The hexagonal L’abside (apse) with
false arches joined by columns and overheard galleries,
is one of the highest examples of the Veneto-Byzantine
architecture. The Façade, with
origins from Ravenna, is basilican in shape.
The interior is laid out like a cathedral,
with three naves divided by five columns with Corinthian/Byzantine
shrines. The Ceiling is wooden like a
“ship’s keel”. The flooring
is a mosaic of marble polychromed glass pieces, depicting
ornamental motifs and symbolic bestial figures: to the
right between the 2nd and 3rd columns, two cocks support
a Fox: symbolic of vigilance which wins over cunning.

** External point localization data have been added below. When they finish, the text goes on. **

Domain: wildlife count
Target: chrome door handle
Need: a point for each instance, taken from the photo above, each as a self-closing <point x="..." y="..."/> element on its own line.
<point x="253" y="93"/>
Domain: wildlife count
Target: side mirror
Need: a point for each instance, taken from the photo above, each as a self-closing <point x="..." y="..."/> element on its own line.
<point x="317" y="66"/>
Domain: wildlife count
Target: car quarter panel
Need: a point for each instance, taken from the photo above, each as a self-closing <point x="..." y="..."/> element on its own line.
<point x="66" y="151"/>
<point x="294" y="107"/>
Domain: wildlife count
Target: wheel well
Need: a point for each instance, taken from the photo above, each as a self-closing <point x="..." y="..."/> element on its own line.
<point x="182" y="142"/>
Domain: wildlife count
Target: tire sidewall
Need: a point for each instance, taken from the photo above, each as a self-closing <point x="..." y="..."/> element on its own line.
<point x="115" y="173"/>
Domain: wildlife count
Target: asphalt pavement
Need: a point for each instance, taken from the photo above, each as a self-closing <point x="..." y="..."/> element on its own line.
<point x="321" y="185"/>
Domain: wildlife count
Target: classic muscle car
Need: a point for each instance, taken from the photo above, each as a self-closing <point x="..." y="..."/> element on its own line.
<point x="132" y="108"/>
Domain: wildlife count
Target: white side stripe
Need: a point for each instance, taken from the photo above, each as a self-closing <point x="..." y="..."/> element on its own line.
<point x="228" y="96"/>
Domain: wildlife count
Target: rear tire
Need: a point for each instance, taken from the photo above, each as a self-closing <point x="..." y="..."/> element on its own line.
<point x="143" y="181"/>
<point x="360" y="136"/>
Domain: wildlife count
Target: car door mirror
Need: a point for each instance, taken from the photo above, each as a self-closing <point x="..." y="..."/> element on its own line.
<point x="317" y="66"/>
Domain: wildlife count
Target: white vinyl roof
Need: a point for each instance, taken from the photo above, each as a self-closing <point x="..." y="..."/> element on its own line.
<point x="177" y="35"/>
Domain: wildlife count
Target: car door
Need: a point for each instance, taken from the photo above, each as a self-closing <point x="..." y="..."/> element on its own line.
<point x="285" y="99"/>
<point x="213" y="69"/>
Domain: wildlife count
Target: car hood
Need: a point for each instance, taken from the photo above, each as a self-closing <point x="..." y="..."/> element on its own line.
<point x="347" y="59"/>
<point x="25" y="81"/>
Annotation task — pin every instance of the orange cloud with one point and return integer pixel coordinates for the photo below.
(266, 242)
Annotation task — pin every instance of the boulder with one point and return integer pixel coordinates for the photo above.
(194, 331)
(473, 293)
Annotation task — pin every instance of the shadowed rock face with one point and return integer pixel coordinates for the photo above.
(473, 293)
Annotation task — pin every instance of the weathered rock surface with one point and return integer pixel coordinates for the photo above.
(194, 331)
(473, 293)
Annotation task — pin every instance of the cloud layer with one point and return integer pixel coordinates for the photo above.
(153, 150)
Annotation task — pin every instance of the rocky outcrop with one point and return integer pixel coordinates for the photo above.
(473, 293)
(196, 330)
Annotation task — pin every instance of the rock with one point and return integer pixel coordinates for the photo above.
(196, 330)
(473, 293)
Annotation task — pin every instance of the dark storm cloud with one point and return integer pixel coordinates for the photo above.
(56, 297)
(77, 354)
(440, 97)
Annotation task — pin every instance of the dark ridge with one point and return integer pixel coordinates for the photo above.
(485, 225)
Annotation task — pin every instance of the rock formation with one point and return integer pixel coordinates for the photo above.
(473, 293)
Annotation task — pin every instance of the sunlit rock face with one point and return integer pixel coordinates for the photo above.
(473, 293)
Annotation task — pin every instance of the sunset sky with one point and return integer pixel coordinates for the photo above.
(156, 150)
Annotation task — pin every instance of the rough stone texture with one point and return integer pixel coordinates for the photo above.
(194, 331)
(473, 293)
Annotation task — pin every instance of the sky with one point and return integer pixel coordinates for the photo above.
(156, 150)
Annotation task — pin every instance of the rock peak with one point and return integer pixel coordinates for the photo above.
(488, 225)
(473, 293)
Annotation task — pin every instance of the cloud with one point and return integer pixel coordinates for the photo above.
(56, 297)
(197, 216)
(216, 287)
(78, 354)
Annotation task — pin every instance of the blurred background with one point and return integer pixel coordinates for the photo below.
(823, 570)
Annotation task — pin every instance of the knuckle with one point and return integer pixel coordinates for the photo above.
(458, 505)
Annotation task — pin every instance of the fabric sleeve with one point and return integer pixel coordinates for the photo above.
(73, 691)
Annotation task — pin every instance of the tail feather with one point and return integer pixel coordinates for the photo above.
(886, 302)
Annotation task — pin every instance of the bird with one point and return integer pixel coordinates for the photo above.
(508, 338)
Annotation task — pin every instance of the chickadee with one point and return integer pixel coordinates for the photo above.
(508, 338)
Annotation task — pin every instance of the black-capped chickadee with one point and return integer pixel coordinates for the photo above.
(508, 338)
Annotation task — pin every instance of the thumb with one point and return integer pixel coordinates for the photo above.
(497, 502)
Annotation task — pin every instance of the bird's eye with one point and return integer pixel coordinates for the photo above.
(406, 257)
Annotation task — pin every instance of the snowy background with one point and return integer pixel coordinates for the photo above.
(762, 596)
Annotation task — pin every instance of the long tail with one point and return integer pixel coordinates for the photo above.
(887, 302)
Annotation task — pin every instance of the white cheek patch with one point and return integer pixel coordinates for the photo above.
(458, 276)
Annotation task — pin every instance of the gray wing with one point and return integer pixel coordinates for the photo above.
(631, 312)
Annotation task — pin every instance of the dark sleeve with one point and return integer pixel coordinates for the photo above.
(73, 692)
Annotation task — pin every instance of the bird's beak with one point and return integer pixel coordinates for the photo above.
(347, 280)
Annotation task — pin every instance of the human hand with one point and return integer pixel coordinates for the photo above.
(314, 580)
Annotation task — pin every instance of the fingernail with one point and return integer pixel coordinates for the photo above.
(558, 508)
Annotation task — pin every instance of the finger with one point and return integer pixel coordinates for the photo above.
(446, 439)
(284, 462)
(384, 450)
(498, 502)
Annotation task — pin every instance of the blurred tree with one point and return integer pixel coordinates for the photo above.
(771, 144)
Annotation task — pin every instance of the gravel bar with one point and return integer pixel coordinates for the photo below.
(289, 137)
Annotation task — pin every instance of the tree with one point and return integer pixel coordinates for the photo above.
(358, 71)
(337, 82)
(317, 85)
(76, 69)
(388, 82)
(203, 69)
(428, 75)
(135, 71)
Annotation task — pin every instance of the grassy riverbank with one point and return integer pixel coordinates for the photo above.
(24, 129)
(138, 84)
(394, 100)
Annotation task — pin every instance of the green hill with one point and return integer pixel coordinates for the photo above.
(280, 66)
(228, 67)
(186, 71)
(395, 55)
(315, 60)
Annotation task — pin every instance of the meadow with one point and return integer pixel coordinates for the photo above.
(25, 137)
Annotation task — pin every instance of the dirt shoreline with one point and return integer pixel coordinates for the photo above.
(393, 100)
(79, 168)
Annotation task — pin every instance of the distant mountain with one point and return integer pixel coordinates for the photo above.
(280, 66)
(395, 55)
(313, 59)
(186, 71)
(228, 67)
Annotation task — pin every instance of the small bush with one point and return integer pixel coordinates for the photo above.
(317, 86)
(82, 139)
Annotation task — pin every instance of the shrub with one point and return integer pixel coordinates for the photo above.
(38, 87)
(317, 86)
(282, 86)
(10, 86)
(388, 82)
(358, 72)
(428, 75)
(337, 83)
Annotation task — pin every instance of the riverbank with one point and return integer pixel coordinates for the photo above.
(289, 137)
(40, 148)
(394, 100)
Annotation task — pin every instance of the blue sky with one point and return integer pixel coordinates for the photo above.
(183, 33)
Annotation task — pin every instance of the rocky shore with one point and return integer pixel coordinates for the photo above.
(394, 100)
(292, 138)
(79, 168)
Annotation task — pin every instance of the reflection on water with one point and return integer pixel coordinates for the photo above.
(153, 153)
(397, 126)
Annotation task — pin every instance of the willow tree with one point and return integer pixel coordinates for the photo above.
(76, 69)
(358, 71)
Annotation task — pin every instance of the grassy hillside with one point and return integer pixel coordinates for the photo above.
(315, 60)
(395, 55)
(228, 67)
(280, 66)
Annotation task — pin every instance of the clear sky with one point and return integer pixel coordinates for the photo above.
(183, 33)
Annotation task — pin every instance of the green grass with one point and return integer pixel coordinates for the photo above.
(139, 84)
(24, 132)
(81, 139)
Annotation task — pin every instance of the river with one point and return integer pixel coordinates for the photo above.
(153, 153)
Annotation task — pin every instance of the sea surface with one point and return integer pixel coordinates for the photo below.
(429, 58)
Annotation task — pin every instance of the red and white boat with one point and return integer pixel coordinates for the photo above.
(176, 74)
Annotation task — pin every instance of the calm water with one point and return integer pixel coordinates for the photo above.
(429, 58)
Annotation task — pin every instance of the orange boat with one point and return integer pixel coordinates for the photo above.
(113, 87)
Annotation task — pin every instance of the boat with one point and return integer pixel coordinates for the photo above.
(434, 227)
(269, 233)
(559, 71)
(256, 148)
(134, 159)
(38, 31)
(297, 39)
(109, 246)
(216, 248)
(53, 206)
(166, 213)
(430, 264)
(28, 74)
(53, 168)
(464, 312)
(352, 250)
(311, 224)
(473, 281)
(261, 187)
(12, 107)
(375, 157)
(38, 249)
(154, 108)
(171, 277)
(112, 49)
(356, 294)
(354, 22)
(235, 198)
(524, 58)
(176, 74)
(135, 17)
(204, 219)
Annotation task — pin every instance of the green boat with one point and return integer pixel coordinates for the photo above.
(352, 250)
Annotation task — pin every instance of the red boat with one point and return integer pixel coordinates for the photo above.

Dating back to 1140, it’s contemporary with that
of S. Marks. In the middle circle, the
Latin inscription reads “Anno Domini Millesimo Centesimo
Quadragesimo. Primo. Mense Septembri. Indicione Quinta.
In Nomine Domini Nostri Jesus Christi.
In the main apse, the Byzantine arch
basin is preserved, with only the Virgin,
in the Orante form (standing with open
arms and hands facing the sky).
The CAMPANILE (Tower) is four-sided and
has three sections.
- Cross the S. Donato Bridge
- Then go onto the Fondamenta Navagero,
named after a historical, humanist literary man, whose
gardens were full of exotic plants, one of the first botanical
collections in Europe; a meeting place for Venetian nobles
to read the classics.
From here, you can get the boat for Venice.